This regressor uses weighted least squares. Samples with higher weights have more influence on the final model.

6. Testing Your Custom Regressors

Scikit-learn provides tools to test if your estimator follows the API correctly:

from sklearn.utils.estimator_checks import check_estimator

# Test our regressors
try:
    check_estimator(MeanRegressor())
    print("✓ MeanRegressor passes all tests")
except Exception as e:
    print(f"✗ MeanRegressor failed: {e}")

try:
    check_estimator(LADRegressor())
    print("✓ LADRegressor passes all tests")
except Exception as e:
    print(f"✗ LADRegressor failed: {e}")

try:
    check_estimator(WeightedRegressor())
    print("✓ WeightedRegressor passes all tests")
except Exception as e:
    print(f"✗ WeightedRegressor failed: {e}")

The check_estimator function runs dozens of tests to ensure your estimator behaves correctly.

7. Using Your Regressors with Scikit-Learn Tools

The real power comes from integration.

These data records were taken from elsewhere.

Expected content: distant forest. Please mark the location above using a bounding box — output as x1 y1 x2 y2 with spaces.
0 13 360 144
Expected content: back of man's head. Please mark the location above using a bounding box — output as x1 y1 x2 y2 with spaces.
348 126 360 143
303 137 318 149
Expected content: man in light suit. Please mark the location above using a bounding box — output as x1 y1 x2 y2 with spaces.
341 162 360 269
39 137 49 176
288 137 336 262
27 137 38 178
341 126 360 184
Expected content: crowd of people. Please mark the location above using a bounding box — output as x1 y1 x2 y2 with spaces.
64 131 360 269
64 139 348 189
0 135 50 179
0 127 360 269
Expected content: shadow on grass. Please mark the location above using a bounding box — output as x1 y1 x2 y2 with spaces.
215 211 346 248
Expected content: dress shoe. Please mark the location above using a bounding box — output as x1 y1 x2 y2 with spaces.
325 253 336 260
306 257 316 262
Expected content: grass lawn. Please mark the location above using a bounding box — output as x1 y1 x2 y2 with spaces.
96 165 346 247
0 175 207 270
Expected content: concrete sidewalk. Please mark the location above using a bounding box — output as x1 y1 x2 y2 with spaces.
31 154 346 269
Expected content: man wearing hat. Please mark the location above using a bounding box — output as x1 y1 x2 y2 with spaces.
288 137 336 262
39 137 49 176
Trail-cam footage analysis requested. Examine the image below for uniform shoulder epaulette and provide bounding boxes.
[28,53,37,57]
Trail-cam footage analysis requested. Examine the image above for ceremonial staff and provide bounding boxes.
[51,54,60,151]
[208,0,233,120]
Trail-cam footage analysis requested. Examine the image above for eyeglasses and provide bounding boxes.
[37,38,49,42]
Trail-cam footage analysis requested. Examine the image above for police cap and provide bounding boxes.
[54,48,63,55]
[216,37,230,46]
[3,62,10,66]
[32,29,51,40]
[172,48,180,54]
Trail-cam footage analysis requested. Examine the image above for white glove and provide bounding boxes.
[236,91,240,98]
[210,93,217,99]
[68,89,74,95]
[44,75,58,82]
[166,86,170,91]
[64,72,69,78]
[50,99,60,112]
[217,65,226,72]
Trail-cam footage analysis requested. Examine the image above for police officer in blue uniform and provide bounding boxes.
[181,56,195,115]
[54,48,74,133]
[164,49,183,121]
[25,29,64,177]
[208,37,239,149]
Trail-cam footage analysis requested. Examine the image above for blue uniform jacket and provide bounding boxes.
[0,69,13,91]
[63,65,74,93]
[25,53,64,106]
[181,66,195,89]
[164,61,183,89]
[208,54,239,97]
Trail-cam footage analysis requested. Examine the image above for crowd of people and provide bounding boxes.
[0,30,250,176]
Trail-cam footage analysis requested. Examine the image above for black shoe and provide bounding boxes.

Your custom regressors work with all scikit-learn tools:

from sklearn.model_selection import cross_val_score, GridSearchCV
from sklearn.pipeline import Pipeline
from sklearn.preprocessing import StandardScaler
from sklearn.metrics import mean_absolute_error

# Cross-validation
cv_scores = cross_val_score(LADRegressor(), X, y, cv=5, scoring='neg_mean_absolute_error')
print(f"LAD Regressor CV scores: {-cv_scores.mean():.4f} (+/- {cv_scores.std() * 2:.4f})")

# Grid search for hyperparameters
param_grid = {'alpha': [0.01, 0.1, 1.0, 10.0]}
grid_search = GridSearchCV(WeightedRegressor(), param_grid, cv=3, scoring='neg_mean_squared_error')
grid_search.fit(X, y)
print(f"Best alpha for WeightedRegressor: {grid_search.best_params_['alpha']}")

# Pipeline with preprocessing
pipeline = Pipeline([
    ('scaler', StandardScaler()),
    ('regressor', LADRegressor())
])
pipeline.fit(X, y)
pipeline_predictions = pipeline.predict(X[:5])
print(f"Pipeline predictions: {pipeline_predictions}")

Your custom regressors integrate seamlessly with scikit-learn’s ecosystem.

8. Real-World Application: Custom Loss Functions

Here’s a practical example. Imagine you’re predicting house prices, but overestimating is much worse than underestimating (maybe you’re setting budgets). You need asymmetric loss.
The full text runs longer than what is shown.